İsrail ordusu bugün yeni bir saldırı başlatmadan önce Gazze şehri ve çevresindeki tüm sakinlere tahliye emri verdi. Bu emir, İsrail'in Hamas'ın kalan rehineleri serbest bırakmaması ve teslim olmaması halinde Gazze Şeridi'nde hava saldırılarını ve kara operasyonlarını ‘yıkıcı bir fırtına’ ile yoğunlaştıracağı uyarısının ardından geldi.
Kentin bir milyon sakini, İsrail hükümetinin Hamas’a ölümcül bir darbe vurmak için plan hazırlamasının ardından haftalardır şiddetli bir saldırı bekliyordu.
Tahliye emirleri Gazze şehri sakinleri arasında panik ve kargaşaya neden oldu. Bazıları güneye gitmekten başka çareleri olmadığını söylerken, büyük çoğunluk gidecek başka güvenli bir yer olmadığı için şehirde kalacaklarını belirtti.
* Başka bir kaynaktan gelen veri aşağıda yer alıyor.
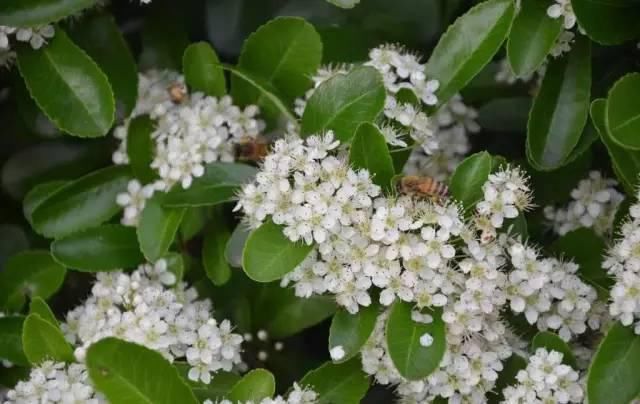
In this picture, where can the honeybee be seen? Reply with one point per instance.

İsrail Ordu Sözcüsü Avichay Adraee, X platformu üzerinden yaptığı paylaşımda şu ifadeleri kullandı:
Gazze şehri ve tüm mahallelerinde, doğudaki Eski Şehir ve et-Tuffah'tan batıdaki denize kadar yaşayan tüm sakinlere acil bir çağrı… İsrail ordusu Hamas'ı yenilgiye uğratmaya kararlı ve Gazze Şeridi'nin tamamında olduğu gibi Gazze şehri bölgesinde de büyük bir güçle harekete geçecek.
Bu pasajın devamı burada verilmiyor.